We chatted a bit, without introducing ourselves, and I gathered that this man was very close to Gorey -- probably his neighbor and friend. When I asked where Gorey had been buried the man said, "Some of his ashes are buried in Ohio, and some were scattered at Sandy Neck, and I have a little jar of them which he asked me to scatter in his yard. I haven't done it yet, but we'll do it sometime before the end of the year."

"Why Ohio?" I asked.

"A favorite aunt of Edward's lives there, and she wanted his ashes to be buried there."

"He grew up in Chicago, didn't he?"


There wasn't much more to our small talk than that.  A couple had come in and sat to the man's left, and he said that one of his cats -- he named it but I didn't catch the name -- had returned home the night before after a two-week absence. The woman wondered why the cat left home "like that." The man said that the cat began doing it since he'd taken Edward's cat in, that it doesn't like Edward's cat. I wanted to say, "Oh! Give me Edward Gorey's cat!" but I didn't.

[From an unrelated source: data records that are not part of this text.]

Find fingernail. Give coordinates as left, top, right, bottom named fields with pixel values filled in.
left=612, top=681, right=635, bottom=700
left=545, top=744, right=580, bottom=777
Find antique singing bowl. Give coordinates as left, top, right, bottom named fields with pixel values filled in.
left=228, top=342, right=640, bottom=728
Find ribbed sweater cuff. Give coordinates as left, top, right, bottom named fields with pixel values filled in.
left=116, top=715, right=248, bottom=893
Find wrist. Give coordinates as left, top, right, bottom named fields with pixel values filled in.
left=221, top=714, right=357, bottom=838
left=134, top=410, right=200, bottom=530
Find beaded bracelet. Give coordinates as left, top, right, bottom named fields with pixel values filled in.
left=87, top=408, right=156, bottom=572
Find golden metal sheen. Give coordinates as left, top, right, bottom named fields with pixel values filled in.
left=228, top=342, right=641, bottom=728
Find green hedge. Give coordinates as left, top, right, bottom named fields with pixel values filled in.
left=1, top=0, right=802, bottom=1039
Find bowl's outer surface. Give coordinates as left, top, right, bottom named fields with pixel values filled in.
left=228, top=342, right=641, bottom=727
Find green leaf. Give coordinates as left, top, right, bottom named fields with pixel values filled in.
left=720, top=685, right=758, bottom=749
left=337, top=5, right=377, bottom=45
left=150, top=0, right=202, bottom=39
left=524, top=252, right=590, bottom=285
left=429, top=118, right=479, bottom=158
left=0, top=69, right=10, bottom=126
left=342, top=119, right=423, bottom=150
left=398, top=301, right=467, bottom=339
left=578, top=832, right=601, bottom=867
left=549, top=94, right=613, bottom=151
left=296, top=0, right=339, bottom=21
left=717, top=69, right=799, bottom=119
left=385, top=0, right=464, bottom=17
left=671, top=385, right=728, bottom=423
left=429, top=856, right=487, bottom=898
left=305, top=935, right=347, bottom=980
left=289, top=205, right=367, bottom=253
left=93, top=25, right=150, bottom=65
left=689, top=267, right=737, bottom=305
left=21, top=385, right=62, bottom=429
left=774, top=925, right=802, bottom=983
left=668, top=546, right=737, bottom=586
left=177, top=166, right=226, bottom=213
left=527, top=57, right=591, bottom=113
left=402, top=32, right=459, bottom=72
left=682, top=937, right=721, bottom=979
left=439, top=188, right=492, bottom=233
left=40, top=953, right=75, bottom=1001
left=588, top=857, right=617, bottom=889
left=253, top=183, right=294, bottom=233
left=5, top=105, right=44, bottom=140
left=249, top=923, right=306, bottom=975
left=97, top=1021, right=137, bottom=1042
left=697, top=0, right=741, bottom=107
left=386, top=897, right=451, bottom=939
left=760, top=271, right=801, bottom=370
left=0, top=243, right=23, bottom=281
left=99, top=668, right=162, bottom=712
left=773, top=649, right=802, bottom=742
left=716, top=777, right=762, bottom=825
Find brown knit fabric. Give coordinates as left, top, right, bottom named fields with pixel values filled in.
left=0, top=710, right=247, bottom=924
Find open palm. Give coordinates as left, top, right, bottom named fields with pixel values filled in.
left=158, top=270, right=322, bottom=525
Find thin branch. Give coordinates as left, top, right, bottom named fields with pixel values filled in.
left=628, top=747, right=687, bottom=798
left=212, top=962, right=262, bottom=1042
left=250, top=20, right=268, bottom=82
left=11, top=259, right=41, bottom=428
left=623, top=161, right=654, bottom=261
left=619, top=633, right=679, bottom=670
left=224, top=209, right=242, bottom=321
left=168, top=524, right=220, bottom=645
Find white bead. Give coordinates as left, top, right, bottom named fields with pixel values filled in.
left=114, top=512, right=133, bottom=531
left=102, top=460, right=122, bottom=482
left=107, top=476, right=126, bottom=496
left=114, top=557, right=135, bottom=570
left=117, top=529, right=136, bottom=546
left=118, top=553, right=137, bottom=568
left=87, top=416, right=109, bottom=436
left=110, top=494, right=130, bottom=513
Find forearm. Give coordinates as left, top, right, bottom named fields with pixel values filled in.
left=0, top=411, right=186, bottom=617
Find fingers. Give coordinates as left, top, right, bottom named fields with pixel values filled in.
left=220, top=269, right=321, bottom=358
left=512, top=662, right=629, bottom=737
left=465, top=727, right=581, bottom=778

As I walked to my truck after a good breakfast I thought how fascinated Dennis would have been to know that I'd sat in Edward Gorey's chair, and would have listened raptly as I described what kind of place it is that Edward Gorey took his meals in. I would have had to go to the nearest telephone and report it all to him. It couldn't wait until I got home.

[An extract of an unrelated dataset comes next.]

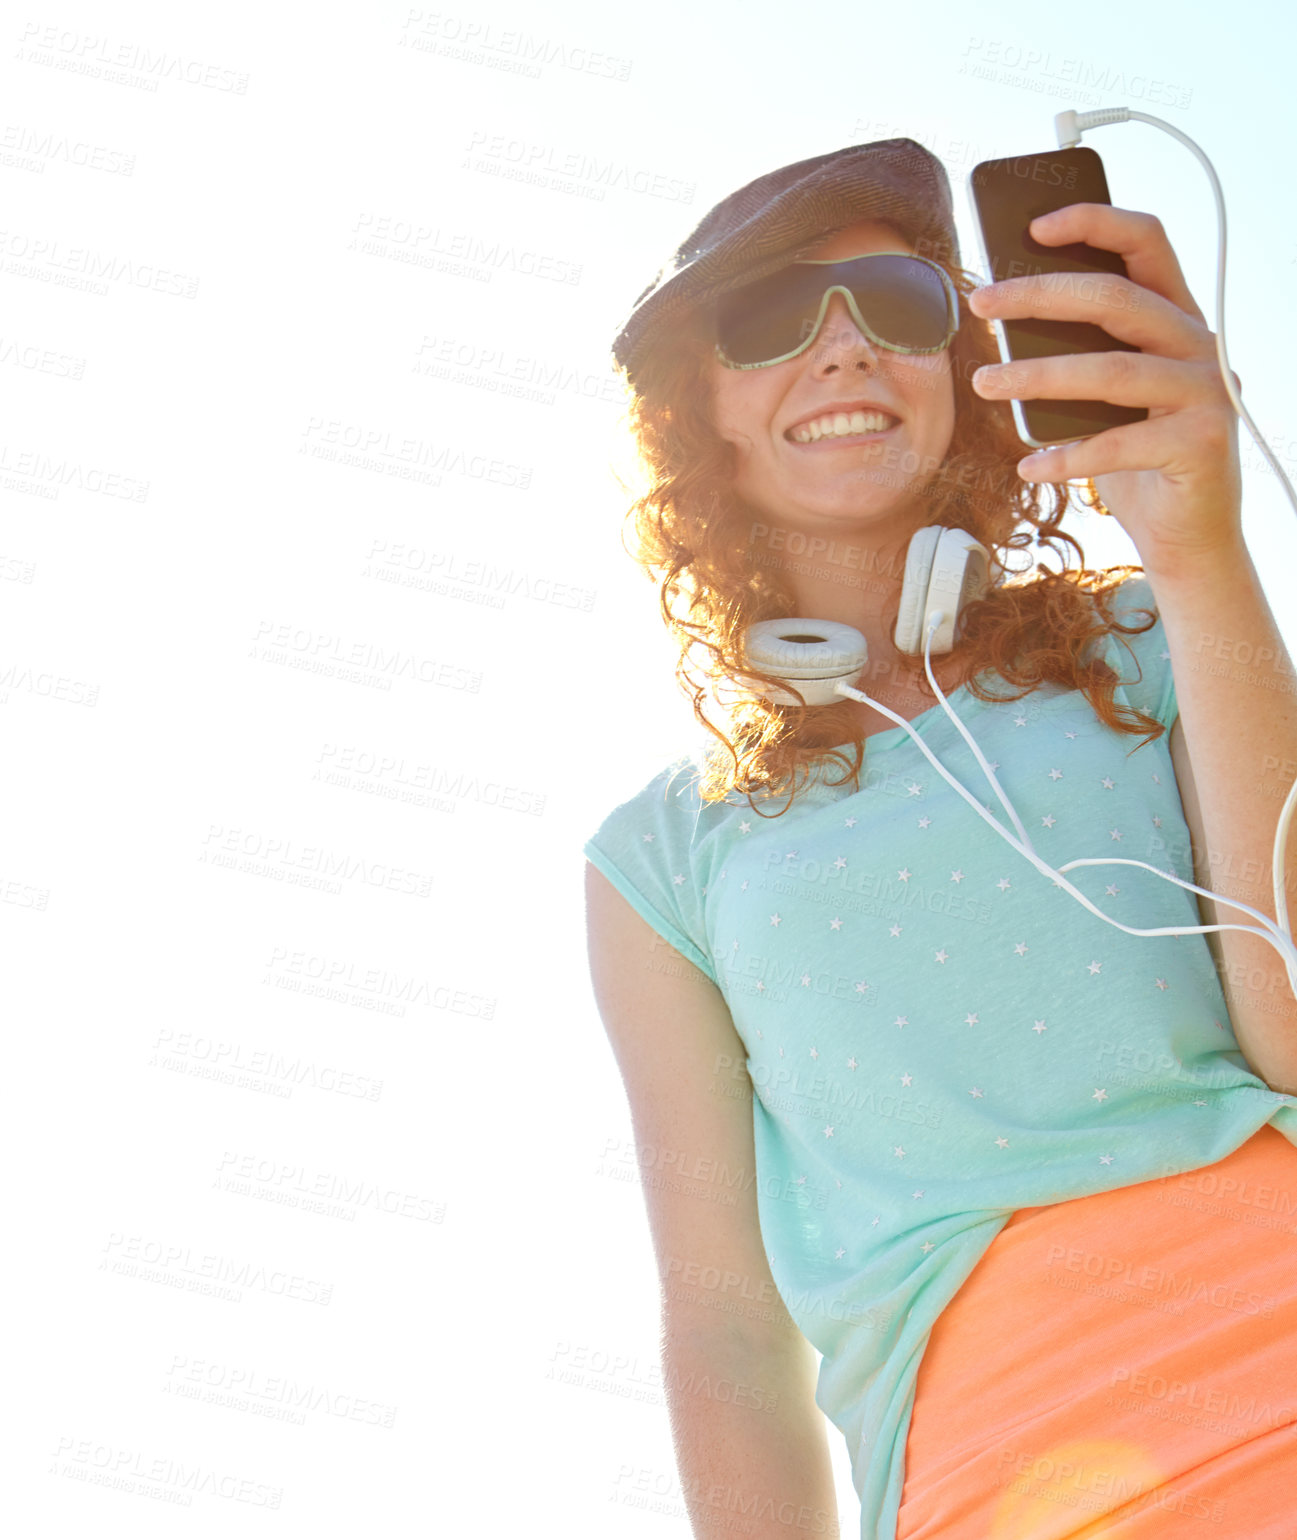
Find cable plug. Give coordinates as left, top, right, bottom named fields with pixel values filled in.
left=1055, top=107, right=1132, bottom=148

But I couldn't tell Dennis because he had died eleven years earlier, at forty-seven, of lung cancer. It still hurts that he's gone.

I wondered, walking to my truck: What are we supposed to do with these sorts of experiences? These sorts of things that need to be communicated to the exactly-right person? These experiences bottle up inside. There's no where to put them. There's no right place for them to live.

Some day you can start a blog; you can put your memories there.